Event-Struktur und -Verarbeitung
Events kapseln alle Informationen über einen Ausführungsschritt:
go1type Event struct { 2 Author string 3 Content *genai.Content 4 LLMResponse model.LLMResponse 5 Actions EventActions 6 Timestamp time.Time 7 InvocationID string 8} 9 10type EventActions struct { 11 StateDelta map[string]any 12 ArtifactDelta map[string]int64 13}
Die EventActions erfassen alle Nebenwirkungen der Ausführung, wie State-Änderungen und Artifact-Updates.
Kern-Design-Entscheidungen
1. Iterator-basierte Streaming-Architektur
Entscheidung: Verwendung von Go 1.23+ iter.Seq2 für alle Streaming-Operationen.
Begründung: Ermöglicht lazy Evaluation und natürliche Streaming-Unterstützung ohne explizite Channel-Verwaltung. Die yield-Funktion erlaubt frühen Abbruch durch den Consumer.
Nachteil: Erfordert Go 1.23+ und gewöhnungsbedürftige Syntax für Entwickler, die mit Iteratoren nicht vertraut sind.
2. Context-Hierarchie für Zugriffskontrolle
Entscheidung: Drei-stufige Context-Hierarchie (Invocation → Callback → Readonly).
Begründung: Ermöglicht feingranulare Zugriffskontrolle für Callbacks und Tools. Tools erhalten nur minimale Zugriffsrechte, während der Haupt-Agent vollen Zugriff hat.
Implementierung: internal/context/context_test.go:36-46 zeigt die Typprüfungen, die sicherstellen, dass eingeschränkte Contexts nicht versehentlich als vollwertige InvocationContexts verwendet werden.
3. Service-Interface-Abstraktion
Entscheidung: Alle Services (Session, Artifact, Memory) als Interfaces definiert.
Begründung: Ermöglicht verschiedene Backend-Implementierungen (In-Memory für Tests, Datenbank für Produktion) ohne Code-Änderungen.
Beispiel: session/service.go:25-32 definiert das Interface, während session/service.go:34-40 die In-Memory-Implementierung bereitstellt.
4. Branch-basierte Historien-Trennung
Entscheidung: Der Branch-String im InvocationContext steuert die Sichtbarkeit von Konversationshistorie.
Begründung: Bei parallelen Agenten sollen Sub-Agenten nicht die Historie ihrer Peers sehen. Der Branch-Pfad (z.B. root.parallel.child1) ermöglicht diese Isolierung.

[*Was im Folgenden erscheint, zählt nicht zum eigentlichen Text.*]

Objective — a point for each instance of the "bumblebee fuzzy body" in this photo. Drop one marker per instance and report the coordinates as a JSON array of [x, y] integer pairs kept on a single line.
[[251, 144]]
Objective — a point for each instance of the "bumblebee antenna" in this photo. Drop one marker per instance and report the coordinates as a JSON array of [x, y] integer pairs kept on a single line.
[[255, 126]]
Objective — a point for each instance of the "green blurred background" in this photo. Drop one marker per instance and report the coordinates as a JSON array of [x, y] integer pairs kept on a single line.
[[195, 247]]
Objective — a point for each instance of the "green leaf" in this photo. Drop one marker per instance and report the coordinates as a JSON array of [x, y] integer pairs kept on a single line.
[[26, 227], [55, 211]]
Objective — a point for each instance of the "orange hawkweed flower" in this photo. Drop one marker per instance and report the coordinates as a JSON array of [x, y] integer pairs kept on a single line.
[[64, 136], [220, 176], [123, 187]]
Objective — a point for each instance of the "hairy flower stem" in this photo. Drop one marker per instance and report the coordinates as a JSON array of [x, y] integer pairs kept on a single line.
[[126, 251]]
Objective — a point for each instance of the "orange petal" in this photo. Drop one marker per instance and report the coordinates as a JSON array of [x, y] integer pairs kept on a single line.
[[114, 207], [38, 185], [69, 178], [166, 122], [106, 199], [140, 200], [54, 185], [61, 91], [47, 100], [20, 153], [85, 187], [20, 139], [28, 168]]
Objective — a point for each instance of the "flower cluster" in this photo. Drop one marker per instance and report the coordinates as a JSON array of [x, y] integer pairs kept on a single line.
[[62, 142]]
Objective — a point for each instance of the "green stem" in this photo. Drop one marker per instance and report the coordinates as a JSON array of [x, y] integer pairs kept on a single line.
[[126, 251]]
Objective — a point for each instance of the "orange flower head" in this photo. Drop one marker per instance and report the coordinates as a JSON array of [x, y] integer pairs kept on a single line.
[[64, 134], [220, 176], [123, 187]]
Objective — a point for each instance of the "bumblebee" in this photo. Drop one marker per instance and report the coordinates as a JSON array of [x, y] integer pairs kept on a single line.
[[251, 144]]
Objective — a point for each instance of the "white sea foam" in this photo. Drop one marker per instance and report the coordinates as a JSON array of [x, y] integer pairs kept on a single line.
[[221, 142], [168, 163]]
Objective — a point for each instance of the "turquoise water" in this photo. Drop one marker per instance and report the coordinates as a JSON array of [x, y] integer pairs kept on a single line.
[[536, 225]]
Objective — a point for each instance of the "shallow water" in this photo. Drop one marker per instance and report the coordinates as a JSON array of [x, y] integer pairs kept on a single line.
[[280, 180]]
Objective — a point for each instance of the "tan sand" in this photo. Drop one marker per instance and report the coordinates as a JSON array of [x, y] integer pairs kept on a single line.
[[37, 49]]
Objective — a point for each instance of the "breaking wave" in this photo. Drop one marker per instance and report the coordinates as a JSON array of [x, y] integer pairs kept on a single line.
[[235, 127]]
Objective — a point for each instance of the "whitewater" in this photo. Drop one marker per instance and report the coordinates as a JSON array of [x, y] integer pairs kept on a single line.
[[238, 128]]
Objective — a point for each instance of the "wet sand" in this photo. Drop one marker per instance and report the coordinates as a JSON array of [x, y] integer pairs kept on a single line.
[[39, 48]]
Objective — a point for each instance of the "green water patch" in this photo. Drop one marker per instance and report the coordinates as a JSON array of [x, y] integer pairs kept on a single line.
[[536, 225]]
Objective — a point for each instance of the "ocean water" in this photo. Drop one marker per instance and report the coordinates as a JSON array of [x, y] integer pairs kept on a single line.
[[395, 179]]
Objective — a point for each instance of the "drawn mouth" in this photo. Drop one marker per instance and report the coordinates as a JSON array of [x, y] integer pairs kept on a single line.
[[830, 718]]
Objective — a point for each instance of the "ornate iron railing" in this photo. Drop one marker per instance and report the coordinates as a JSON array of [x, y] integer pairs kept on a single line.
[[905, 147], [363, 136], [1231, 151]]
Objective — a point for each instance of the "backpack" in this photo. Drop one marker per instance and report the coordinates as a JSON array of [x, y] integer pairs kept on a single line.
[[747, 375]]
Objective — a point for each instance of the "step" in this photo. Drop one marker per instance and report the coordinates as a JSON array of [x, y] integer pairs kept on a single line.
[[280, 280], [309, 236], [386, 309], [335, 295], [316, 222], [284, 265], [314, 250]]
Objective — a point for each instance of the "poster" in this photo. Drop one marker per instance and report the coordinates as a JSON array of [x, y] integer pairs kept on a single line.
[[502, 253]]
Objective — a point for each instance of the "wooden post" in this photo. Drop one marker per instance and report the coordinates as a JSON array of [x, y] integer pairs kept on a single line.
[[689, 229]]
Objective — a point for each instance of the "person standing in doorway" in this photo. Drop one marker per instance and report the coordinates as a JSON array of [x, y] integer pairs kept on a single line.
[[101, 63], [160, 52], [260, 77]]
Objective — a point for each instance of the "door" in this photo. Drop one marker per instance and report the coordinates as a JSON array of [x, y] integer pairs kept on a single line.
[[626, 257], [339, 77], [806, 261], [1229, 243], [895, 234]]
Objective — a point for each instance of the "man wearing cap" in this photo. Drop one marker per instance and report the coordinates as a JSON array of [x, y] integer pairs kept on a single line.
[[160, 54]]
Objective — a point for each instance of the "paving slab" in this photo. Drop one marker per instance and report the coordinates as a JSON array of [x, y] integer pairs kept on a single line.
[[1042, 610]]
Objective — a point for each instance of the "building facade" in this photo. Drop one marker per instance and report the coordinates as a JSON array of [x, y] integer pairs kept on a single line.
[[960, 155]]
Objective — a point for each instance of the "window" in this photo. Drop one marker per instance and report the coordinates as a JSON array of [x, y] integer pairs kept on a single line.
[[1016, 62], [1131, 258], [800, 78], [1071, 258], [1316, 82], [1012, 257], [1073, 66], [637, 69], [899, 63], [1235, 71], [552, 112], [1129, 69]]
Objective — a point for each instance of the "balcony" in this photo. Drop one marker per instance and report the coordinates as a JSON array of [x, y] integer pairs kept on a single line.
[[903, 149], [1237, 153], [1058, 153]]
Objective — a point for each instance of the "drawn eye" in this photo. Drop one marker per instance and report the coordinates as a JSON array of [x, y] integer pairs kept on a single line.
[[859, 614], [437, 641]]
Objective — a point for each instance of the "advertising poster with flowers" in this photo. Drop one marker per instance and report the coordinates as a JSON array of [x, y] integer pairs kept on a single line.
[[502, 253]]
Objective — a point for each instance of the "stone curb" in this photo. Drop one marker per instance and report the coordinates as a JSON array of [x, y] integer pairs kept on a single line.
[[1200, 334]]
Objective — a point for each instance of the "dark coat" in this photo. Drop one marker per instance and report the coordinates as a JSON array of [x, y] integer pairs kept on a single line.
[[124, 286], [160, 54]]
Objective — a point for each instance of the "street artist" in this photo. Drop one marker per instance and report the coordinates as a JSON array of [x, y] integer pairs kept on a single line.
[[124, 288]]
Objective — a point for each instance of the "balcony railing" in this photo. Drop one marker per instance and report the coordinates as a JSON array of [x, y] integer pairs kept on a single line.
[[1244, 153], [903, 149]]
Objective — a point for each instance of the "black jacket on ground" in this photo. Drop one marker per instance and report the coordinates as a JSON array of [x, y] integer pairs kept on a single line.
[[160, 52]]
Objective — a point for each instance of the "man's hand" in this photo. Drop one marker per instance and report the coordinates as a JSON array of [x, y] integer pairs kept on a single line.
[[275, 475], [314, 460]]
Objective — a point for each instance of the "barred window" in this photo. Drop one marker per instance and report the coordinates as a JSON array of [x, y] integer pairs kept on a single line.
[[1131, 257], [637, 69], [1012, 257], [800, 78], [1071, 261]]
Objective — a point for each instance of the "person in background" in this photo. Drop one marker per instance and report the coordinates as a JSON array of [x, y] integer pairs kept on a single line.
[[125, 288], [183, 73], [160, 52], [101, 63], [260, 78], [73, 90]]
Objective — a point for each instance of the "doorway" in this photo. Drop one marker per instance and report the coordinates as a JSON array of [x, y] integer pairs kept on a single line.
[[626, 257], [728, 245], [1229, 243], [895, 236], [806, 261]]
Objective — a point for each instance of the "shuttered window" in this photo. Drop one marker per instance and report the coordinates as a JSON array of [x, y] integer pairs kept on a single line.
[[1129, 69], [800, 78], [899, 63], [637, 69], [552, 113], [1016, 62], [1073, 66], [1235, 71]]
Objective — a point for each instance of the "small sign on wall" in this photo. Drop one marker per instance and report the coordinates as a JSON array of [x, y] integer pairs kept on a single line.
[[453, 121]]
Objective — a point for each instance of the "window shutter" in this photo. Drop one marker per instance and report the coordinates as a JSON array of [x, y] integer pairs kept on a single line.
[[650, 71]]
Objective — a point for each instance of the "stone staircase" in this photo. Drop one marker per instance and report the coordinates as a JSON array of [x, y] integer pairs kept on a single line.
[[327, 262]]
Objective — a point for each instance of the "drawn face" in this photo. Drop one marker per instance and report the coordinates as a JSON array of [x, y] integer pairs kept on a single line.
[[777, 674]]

Quelle: agent/context.go:77-85 beschreibt das Format und die Verwendung.
5. Callback-gesteuerte Erweiterbarkeit
Entscheidung: BeforeAgent- und AfterAgent-Callbacks statt Middleware-Pattern.
Begründung: Einfachere Semantik für gängige Anwendungsfälle (Logging, Validierung, Antwortmodifikation). Die sequenzielle Ausführung mit Kurzschluss-Möglichkeit ist intuitiver als verkettete Middleware.
Testabdeckung: agent/agent_test.go:40-68 demonstriert die verschiedenen Callback-Szenarien.
6. Parent-Map für Agent-Hierarchie
Entscheidung: Separate Parent-Map statt Parent-Referenz im Agent.
Begründung: Vermeidet zirkuläre Referenzen und ermöglicht dynamische Umstrukturierung des Agenten-Baums. Die Parent-Map wird vom Runner verwaltet (runner/runner.go:88-91).
7. Telemetry-Integration durch Span-Wrapping
Entscheidung: Telemetry-Spans werden um die yield-Funktion gewrapped.
Begründung: Ermöglicht automatische Span-Beendigung und Fehler-Erfassung auch bei vorzeitigem Abbruch. Die WrapYield-Funktion in agent/agent.go:163-169 implementiert dieses Pattern.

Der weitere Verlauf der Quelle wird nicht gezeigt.